Вот что сказал ему голос.
«И выложим это в интернет».
Вот что он сказал.
«Тварь черножопая».
Хасан плакал.
7В тошнотворной пивнушке через дорогу подавали кое-какую еду, а беспорядочное расположение залов позволяло отыскать укромный уголок. На обед Ривер смотался так рано, что это могло быть расценено как поздний завтрак, но все в Слау-башне были настолько погружены в сегодняшнюю новость, что вряд ли кто-то обратил внимание. Ему надо было проделать кое-что не связанное с бумажной работой; он хотел знать, чем, возможно, занят сейчас Паук. Ривер загрузил ноутбук и воткнул в него флешку, тем самым, строго говоря, совершив уголовно наказуемое деяние. Но его все окончательно достало. В жизни каждого молодого человека бывают моменты, когда это представляется достаточно серьезным основанием.
По прошествии десяти минут данное основание стало представляться значительно менее серьезным.

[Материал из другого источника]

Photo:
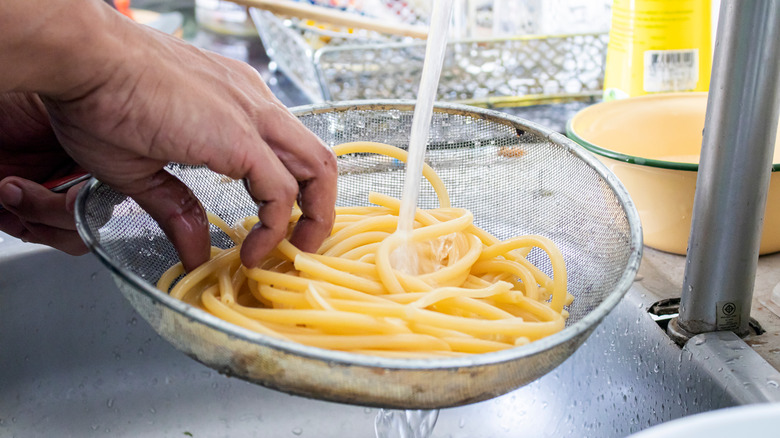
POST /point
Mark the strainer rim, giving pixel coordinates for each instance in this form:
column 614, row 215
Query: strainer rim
column 584, row 326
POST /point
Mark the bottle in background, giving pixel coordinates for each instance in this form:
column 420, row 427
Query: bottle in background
column 658, row 46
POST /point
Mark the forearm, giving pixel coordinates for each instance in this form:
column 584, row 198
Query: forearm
column 56, row 48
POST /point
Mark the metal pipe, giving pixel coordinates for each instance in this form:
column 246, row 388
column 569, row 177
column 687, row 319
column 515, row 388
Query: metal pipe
column 733, row 179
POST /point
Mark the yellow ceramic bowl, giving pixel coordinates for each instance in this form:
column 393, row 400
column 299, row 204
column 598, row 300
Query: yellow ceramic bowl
column 652, row 143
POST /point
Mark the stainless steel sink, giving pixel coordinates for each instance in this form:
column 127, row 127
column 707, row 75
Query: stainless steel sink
column 75, row 360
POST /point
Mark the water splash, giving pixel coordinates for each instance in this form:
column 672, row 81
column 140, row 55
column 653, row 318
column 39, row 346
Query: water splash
column 405, row 424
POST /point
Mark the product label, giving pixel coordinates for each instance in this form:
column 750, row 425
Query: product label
column 727, row 315
column 670, row 70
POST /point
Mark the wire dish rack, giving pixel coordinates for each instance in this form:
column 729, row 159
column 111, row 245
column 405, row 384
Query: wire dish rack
column 332, row 64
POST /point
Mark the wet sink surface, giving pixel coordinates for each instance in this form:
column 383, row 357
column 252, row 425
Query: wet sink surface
column 77, row 361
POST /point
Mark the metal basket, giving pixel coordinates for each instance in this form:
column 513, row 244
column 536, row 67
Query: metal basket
column 516, row 177
column 332, row 65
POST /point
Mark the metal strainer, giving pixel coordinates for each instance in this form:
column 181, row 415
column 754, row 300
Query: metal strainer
column 516, row 177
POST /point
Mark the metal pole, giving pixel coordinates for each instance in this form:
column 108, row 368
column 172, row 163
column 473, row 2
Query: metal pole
column 733, row 179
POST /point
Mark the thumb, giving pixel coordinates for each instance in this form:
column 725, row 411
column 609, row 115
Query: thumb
column 178, row 212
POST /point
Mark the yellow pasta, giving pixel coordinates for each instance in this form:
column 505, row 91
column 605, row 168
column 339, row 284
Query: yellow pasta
column 447, row 289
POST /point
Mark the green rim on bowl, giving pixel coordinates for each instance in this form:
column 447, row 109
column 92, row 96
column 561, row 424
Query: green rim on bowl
column 663, row 164
column 672, row 165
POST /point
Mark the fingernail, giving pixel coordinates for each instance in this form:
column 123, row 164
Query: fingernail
column 10, row 195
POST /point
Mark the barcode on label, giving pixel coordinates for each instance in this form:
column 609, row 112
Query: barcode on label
column 671, row 70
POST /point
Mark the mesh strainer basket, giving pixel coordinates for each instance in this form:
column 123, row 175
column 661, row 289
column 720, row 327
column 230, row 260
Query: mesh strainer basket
column 516, row 177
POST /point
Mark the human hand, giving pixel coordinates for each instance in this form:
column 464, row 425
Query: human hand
column 30, row 152
column 145, row 99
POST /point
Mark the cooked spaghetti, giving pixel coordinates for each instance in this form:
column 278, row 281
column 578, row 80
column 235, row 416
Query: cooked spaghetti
column 447, row 288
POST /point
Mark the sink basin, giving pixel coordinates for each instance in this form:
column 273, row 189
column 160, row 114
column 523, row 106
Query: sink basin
column 77, row 361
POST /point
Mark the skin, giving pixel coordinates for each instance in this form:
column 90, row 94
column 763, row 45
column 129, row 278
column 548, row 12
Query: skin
column 88, row 87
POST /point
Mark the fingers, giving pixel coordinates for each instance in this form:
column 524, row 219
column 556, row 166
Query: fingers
column 171, row 203
column 35, row 204
column 314, row 167
column 275, row 191
column 34, row 214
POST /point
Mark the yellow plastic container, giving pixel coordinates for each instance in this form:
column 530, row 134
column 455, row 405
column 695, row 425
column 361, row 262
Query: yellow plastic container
column 658, row 46
column 652, row 143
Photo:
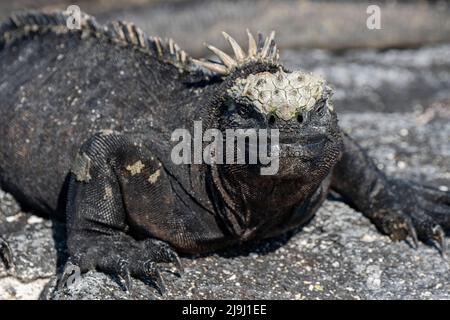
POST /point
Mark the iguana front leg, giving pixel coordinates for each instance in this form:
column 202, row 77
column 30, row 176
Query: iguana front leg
column 109, row 175
column 5, row 253
column 397, row 207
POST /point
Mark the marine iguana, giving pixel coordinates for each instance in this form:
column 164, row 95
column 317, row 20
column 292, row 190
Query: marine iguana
column 86, row 118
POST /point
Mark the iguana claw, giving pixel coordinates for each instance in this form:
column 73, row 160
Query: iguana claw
column 151, row 270
column 6, row 253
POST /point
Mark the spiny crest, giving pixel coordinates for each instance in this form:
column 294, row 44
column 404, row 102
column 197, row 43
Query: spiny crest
column 265, row 50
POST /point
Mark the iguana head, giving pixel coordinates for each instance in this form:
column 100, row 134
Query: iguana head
column 258, row 92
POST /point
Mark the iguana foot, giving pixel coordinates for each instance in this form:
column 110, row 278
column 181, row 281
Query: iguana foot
column 419, row 212
column 121, row 255
column 5, row 253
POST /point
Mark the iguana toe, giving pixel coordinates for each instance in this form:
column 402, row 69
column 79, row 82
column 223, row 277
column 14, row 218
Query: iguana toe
column 6, row 253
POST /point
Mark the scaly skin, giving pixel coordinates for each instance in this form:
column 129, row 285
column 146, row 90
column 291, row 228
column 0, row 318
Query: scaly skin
column 86, row 120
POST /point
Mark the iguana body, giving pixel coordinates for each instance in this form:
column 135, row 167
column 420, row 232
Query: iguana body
column 86, row 118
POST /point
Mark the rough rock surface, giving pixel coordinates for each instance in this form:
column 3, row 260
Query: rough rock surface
column 396, row 103
column 338, row 255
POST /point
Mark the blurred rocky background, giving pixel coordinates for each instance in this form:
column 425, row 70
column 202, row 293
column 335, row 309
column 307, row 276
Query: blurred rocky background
column 392, row 92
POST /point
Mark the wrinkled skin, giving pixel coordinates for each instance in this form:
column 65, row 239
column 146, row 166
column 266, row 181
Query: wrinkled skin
column 127, row 205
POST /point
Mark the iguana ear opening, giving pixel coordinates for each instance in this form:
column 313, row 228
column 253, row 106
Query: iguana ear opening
column 265, row 51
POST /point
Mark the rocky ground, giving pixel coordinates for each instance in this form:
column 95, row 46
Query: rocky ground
column 338, row 255
column 397, row 104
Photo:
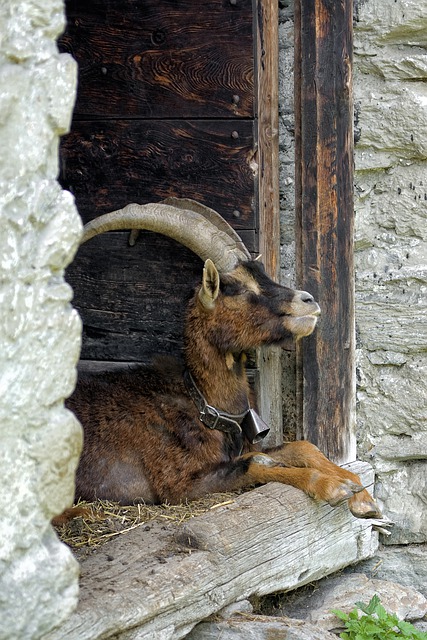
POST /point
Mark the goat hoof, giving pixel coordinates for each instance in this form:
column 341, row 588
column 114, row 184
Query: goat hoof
column 261, row 458
column 343, row 492
column 364, row 506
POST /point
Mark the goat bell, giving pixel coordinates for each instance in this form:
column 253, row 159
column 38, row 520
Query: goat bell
column 254, row 428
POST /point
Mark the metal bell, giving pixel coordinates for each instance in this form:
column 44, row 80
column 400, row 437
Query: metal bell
column 254, row 428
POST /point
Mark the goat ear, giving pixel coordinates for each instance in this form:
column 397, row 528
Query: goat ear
column 210, row 285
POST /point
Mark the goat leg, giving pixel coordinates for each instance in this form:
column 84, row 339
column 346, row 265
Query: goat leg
column 305, row 454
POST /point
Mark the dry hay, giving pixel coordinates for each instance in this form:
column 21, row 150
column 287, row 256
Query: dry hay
column 104, row 520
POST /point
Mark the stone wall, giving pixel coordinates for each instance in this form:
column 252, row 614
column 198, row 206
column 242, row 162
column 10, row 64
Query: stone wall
column 390, row 64
column 39, row 330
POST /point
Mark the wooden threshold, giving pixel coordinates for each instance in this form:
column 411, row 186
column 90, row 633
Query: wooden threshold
column 160, row 583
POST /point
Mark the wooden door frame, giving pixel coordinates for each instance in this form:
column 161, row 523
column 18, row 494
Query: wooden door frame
column 325, row 221
column 267, row 78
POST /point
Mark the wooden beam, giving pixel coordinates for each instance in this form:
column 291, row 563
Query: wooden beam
column 159, row 580
column 324, row 180
column 269, row 360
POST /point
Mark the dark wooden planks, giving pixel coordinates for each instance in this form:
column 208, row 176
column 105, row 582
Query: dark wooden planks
column 157, row 58
column 108, row 164
column 132, row 299
column 325, row 221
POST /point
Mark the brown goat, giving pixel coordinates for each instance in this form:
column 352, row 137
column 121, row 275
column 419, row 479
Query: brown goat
column 175, row 431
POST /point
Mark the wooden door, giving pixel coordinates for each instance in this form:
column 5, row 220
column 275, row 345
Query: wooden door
column 175, row 98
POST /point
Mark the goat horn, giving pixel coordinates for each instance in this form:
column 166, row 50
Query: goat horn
column 212, row 216
column 207, row 235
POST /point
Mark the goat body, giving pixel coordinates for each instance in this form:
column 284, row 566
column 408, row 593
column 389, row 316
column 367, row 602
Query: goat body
column 143, row 435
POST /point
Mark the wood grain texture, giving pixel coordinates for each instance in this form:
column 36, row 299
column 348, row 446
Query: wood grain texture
column 107, row 165
column 132, row 299
column 269, row 361
column 160, row 59
column 325, row 222
column 159, row 581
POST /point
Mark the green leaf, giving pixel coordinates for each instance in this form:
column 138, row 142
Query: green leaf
column 369, row 608
column 340, row 614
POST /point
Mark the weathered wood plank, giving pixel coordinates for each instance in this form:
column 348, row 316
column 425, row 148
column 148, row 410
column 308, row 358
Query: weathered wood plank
column 325, row 222
column 158, row 59
column 160, row 583
column 269, row 360
column 132, row 299
column 107, row 165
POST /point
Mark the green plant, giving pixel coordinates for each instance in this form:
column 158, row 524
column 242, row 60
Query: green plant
column 376, row 624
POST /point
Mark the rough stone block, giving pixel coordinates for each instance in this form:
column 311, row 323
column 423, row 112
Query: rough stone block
column 40, row 332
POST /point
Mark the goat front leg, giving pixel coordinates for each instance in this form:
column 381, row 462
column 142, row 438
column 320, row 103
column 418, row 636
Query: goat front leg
column 332, row 489
column 307, row 455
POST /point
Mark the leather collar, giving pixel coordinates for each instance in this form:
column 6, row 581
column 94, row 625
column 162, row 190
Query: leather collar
column 210, row 416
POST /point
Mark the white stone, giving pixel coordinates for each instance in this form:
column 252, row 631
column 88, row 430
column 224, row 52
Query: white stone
column 40, row 333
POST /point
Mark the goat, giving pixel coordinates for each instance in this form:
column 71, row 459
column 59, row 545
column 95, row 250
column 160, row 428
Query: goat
column 175, row 431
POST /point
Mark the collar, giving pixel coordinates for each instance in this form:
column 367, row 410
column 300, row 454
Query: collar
column 210, row 416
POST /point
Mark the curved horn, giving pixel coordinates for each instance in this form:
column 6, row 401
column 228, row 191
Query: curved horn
column 212, row 216
column 189, row 227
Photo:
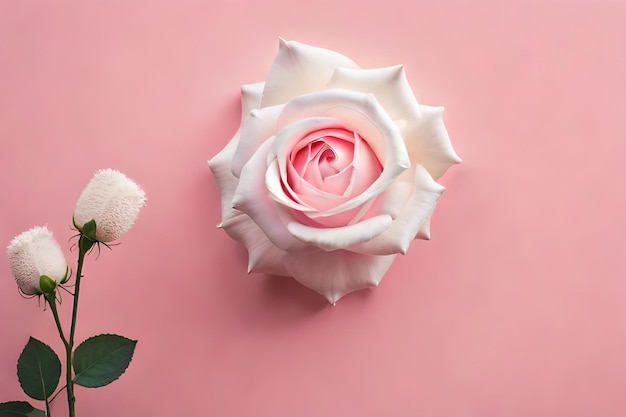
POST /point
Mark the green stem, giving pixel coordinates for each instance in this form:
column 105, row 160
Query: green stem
column 53, row 306
column 84, row 245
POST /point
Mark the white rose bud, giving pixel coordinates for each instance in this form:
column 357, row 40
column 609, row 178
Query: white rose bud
column 37, row 262
column 112, row 201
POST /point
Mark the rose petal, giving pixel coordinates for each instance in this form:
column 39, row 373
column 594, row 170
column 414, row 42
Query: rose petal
column 414, row 215
column 225, row 180
column 259, row 126
column 251, row 95
column 355, row 111
column 334, row 238
column 428, row 143
column 299, row 69
column 424, row 232
column 389, row 85
column 263, row 256
column 335, row 274
column 252, row 198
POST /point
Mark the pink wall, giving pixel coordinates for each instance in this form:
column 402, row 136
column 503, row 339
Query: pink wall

К заказанному сэндвичу с беконом он не притронулся. Кофе был отвратителен до невозможности. Чашка с одной стороны, тарелка с другой, ноутбук по центру – он один за другим просматривал файлы, которые Сид похитила у Хобдена. Однако дело было в том, что это не могли быть те самые файлы. Если только…
– Чем занят?
Даже если бы Ривера застукали за просмотром детской порнографии, он смутился бы меньше.
– Работаю.
Сид Бейкер села напротив:
– Работать полагается на работе.
– Проголодался.
– Оно и видно. – Она покосилась на нетронутый сэндвич.
– Сид, чего тебе от меня надо?
– Подумала, что ты решил пойти и напиться.
– И?..
– Подумала, что это будет неумно.
– Что там происходит? – спросил он, закрывая ноутбук.
– Хо говорит, что показывают один и тот же закольцованный кусок.
– Я этого не заметил.
– Потому что ты не Хо. Он сказал, что продолжительность отрезка тридцать с чем-то минут, то ли семь, то ли восемь.
– Не вживую, значит.
– Но снято утром, потому что…
– Да, понятно, потому что свежая газета. Что насчет местонахождения?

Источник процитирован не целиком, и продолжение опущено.